Everyone is itching to get the job done; the longer we wait the closer real winter edges towards our insubstantial refuge on this unforgiving island.

Slack times mean non-essential tasks can be completed and then 'relaxation and escape areas' can be created. The 4 pilots and 2 engineers are 'housed' in the old radio shack of a disused whaling station. We now have a communal 'rest' area where the sorrows of frustration can be drowned and plans hatched and the world be generally put to rights.

In the middle of this small room is an old pine table that some previous temporary inhabitant of this arcane building has painted with bright blue gloss paint.
The Kiwi pilots have put a label up on the door to name this relaxation area:

"The Good Bastards Club (no tossers allowed)"

With the coloured table taking centre stage, it is known by the rest of the team as; "The Blue Bar".
Conversation in "The Blue Bar" is lively and colourful Kiwi metaphors abound.

When we discuss music and literature, the strange Island of South Georgia seems to take over our train of thought. We do not talk of Michelangelo but enthuse over the lyrics of Billy Bragg, the landscapes of South Georgia, like the 'dark side of the moon' and the links between Pink Floyd and the Wizard of Oz.

I also learn stuff about rats I never knew; that they can tread water for 2 days, climb vertical wires and compress their bodies so they can squeeze through holes the diameter of a UK pound coin.

From my 'pit space' (sleeping area) in the radio shack, I can see into The Blue Bar'. The quiet weather-strangled days have meant that personal supplies of 'medicinal tincture' have slowly migrated to the shelf above the blue table that acts as a bar.

Looking over from where I am typing, I can see on the shelf there are several bottles laid out neatly, just like in the bar of a friendly village pub.

In no order of preference I note:

Whisky:

Highland Park
Macallan Select
Jura 10 year old
Laphroaig Quarter Cask (48%)
Famous Grouse

Irish Whiskey:
Bushmills Original


Rum:
Havana Club
Cockspur Barbados
Captain Morgan Spiced

Gin
Gordon's London Dry Export (47.3%)
Bombay Sapphire

Others:
VSOP Brandy
Kahlua

Taylors Late Bottled Port 2005
Finlandia Vodka

Beer:
Bottles of Grolsch, St Miguel and Fullers IPA.
Tins of Guinness.


2 bottles of Merlot.

Tonic Water.

A container of fresh river water, (filtered for the removal of fly larvae and seal dung)

A Kiwi pilot enters the radio shack and heads towards "The Blue Room". He is an old hand, a veteran of the old venison flying days in New Zealand. He has many thousands of hours flying helicopters in the worst weather the New Zealand Mountains can throw at a helicopter pilot. He has survived all that. He runs his own helicopter company now but has chosen to spend some months in South Georgia on a bit of an adventure.

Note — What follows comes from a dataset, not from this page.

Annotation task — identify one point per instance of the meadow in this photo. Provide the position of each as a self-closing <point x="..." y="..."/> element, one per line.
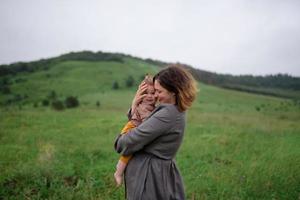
<point x="236" y="146"/>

He had been tasked out in what seemed like a temporary calm 'weather window' this morning to fly some much needed supplies about 15 miles to 2 lads at one of the forward camps at Peggotty, on the South side of the Island.

Peggotty is a very windy spot. Shackleton, the intrepid explorer, chose to name the area after a Dickens fictional destitute family. We have renamed the area 'Purgatory'.

The pilot has just flown back to the base camp. He couldn't delivered the supplies.

He is shaking his head.

"I've just tried to land a helicopter at Purgatory, in the worst turbulence I have ever experienced. Not possible."


The Blue Bar is open. ............

Senior Pilot
13th Apr 2013, 22:41
Patience is a Virtual reality.
We wait and kick our heels but it's not all 'doom and gloom' at the Mad Ratters Tea Party, down here in South Georgia.
We always knew that for just one days baiting we might have to wait on average 4 days for the right weather, to safely operate the bait buckets and the helicopters.

The Mad Ratters hadn't baited for 10 days--- until yesterday! A weather window of opportunity opened up to the west in Possession bay and the team launched.
This time all 3 helicopters were available and 4 hours later an effective 12 hours worth of bucket baiting had been carried out.

This one afternoon brought our total score up to 48% of the rat-infested zones from the 42% we had been holding on to 10 days. 6% of the whole rat task in just one afternoon!

10 afternoons like that could have the mission complete! Just 5 full days with 3 serviceable helicopters we could nail the job. As little as that! It's worth the waiting.

It's not technology and specialist aviation that will save South Georgia from ecosystem collapse and 'ratmageddon'.

It's plain old patience!

Bear with us! Smoke us a kipper; we'll be home for breakfast.

Only just not tomorrow! .............

Senior Pilot
13th Apr 2013, 22:42
The Brighter Side of Life
Easter Sunday was supposed to be a normal working day for the mad ratters temporarily established on the permanently uninhabited island of South Georgia.

Instead the weather gods decided we would have yet another day free of aircraft operations. Almost teasingly the day developed a brilliant blue sky with hardly a cloud in sight. The wind however was very strong.

After a breakfast made disappointing by the dawning of yet another unworkable baiting day, a few of us settled down round a laptop screen to watch the only film we had that made any reference to Easter.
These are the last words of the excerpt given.